Member of the Florida State Senate
- In office 1870–1878

Member of the Florida House of Representatives
- Incumbent
- Assumed office 1882

Personal details
- Born: Massachusetts, United States
- Died: June 14, 1885
- Party: Republican
- Known for: Political boss in Alachua County, Florida

= Leonard G. Dennis =

American politician

Leonard G. Dennis was a Reconstruction-era political boss in Alachua County, Florida, best known for his role in throwing the 1876 presidential election to the Republican candidate, Rutherford B. Hayes.

A native of Massachusetts, Dennis entered the Union Army as a teenager, served in Florida during the American Civil War, and settled in Alachua County, where he began to exert political control, largely through his control over recently freed slaves. Between 1868 and 1876, Dennis, known as the "Little Giant," controlled the appointments of most county officials, including judges, high sheriffs, and commissioners by dint of the cronyism he enjoyed with Republican governors Harrison Reed, Ossian B. Hart, and Marcellus L. Sterns, who appointed the state's county officials after consulting with local political bosses.

Dennis became one of the wealthiest men in the north central Florida by selling his endorsements to the highest bidders and then taking a "commission" from the monthly salary of each. In order to secure the cooperation of his appointees, he kept a signed letter of resignation from each applicant before he granted the office.

Dennis held several political offices in his own right, and was a member of the Florida State Senate from 1870 to 1878. During the election of 1876 he served on the Republican state executive committee. On the evening of August 21, 1876, as Dennis was addressing a meeting of the Hayes-Wheeler Club at the Gainesville Academy, two shots were fired, throwing the meeting into chaos, but causing no other damage. After the meeting came back to order, Dennis blamed the Democrats for the presumed assassination attempt and urged retaliation. The perpetrator was never identified, and the Democrats claimed that the disruption was a Republican ruse meant to arouse the anger of local blacks.

The ensuing election brought out the worst in both parties—intimidation of black voters by the Democrats and fraud by the Republicans.

The final vote for the county was 1,984 votes for the Republican electors and 1,267 for the Democrats. Although the Democrats did not claim to have carried the county, they did assert that 219 Republican votes had been added to a ballot box from the town of Archer after the polls had closed.

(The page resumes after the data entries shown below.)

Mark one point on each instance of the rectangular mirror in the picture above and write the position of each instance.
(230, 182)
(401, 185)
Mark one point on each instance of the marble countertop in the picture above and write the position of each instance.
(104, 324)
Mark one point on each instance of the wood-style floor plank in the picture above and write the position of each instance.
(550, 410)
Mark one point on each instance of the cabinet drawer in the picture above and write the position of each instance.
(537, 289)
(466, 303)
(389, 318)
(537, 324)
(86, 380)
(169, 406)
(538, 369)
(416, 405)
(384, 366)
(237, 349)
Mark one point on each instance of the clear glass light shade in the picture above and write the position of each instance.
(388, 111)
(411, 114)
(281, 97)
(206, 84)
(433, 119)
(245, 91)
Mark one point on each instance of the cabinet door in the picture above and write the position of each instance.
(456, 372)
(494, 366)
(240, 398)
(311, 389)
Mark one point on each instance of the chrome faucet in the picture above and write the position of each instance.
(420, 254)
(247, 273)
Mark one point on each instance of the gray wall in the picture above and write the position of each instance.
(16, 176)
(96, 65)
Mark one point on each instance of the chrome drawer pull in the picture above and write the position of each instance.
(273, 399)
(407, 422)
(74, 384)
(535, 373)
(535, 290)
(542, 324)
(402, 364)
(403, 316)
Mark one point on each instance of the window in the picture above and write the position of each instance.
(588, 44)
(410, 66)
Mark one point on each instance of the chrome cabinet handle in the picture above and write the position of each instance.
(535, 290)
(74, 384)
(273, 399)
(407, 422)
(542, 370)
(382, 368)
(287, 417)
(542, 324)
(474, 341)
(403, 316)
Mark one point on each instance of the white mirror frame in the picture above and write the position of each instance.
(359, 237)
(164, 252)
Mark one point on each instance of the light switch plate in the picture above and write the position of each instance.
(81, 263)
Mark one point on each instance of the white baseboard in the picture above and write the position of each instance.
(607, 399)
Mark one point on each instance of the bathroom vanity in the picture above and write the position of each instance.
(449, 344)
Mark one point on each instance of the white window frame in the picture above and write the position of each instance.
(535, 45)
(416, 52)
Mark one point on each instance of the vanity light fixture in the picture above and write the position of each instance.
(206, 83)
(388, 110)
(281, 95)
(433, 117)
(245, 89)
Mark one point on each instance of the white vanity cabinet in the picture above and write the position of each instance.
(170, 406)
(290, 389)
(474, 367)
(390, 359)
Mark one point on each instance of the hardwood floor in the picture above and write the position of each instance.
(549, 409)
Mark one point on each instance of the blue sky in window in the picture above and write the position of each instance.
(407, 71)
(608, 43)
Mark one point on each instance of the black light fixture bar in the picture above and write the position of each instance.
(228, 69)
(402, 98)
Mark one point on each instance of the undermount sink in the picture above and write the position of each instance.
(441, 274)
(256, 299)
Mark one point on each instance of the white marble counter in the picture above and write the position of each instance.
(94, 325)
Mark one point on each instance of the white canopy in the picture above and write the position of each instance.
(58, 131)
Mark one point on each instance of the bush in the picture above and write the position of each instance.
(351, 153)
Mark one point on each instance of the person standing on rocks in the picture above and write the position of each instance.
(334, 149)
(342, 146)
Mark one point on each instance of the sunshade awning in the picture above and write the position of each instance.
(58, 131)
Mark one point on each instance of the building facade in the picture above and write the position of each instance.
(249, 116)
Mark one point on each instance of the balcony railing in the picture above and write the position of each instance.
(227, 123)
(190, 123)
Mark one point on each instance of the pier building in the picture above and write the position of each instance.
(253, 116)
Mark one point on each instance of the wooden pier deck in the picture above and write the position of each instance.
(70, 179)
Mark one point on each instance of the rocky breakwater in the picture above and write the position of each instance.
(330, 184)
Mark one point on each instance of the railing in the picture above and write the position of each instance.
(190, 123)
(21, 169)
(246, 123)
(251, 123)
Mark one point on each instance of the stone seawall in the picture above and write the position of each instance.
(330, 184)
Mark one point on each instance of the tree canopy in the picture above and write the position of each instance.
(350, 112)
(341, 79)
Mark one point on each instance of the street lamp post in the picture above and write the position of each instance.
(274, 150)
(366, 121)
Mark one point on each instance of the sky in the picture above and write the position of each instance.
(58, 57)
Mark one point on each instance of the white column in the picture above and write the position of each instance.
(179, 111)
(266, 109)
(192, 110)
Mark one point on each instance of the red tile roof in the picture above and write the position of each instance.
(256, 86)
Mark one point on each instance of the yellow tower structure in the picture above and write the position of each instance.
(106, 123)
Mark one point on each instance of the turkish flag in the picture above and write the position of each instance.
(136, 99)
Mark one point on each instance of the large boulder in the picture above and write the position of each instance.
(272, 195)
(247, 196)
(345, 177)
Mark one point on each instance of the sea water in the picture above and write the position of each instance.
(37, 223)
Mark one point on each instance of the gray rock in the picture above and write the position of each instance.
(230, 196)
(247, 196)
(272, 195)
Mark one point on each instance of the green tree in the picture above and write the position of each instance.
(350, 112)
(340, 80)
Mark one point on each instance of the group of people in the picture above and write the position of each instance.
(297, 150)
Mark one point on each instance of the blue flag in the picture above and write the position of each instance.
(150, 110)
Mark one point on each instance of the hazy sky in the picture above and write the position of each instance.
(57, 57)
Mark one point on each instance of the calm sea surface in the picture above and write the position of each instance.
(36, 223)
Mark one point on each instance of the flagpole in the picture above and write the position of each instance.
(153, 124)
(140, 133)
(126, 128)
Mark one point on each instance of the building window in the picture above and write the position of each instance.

In an ironic twist, the outcome of the litigious election was that the Republicans won the presidential race, but the Democrats carried the gubernatorial contest by 195 votes, which cost Dennis most, if not all, of his political power.

Two years later, a committee appointed by the Democratic-led United States House of Representatives extracted an admission from Dennis that he had, indeed, stuffed the controversial ballot box from Archer.

By August 1882, Dennis had joined forces with former Republican rival Josiah T. Walls and was elected to the Florida House of Representatives. During the next three years, he was involved in various investments and civic improvements, and in 1882 presented Gainesville with its first fire engine, which, two years later, was incapable of preventing a blaze from leveling every building on the west side of the Courthouse Square.

On the morning of June 14, 1885, Dennis complained to his visiting nephew of feeling unwell. He lost consciousness and died at 5 pm.

The report of his death in the Florida Times-Union, reprinted in the New York Times, concluded:

"The depraving influences or war, its license, violence, and perils no doubt warped somewhat his impulsive, dashing nature, and the corrupting influences of politics completed in him many faults which his best friends could not deny that he possessed."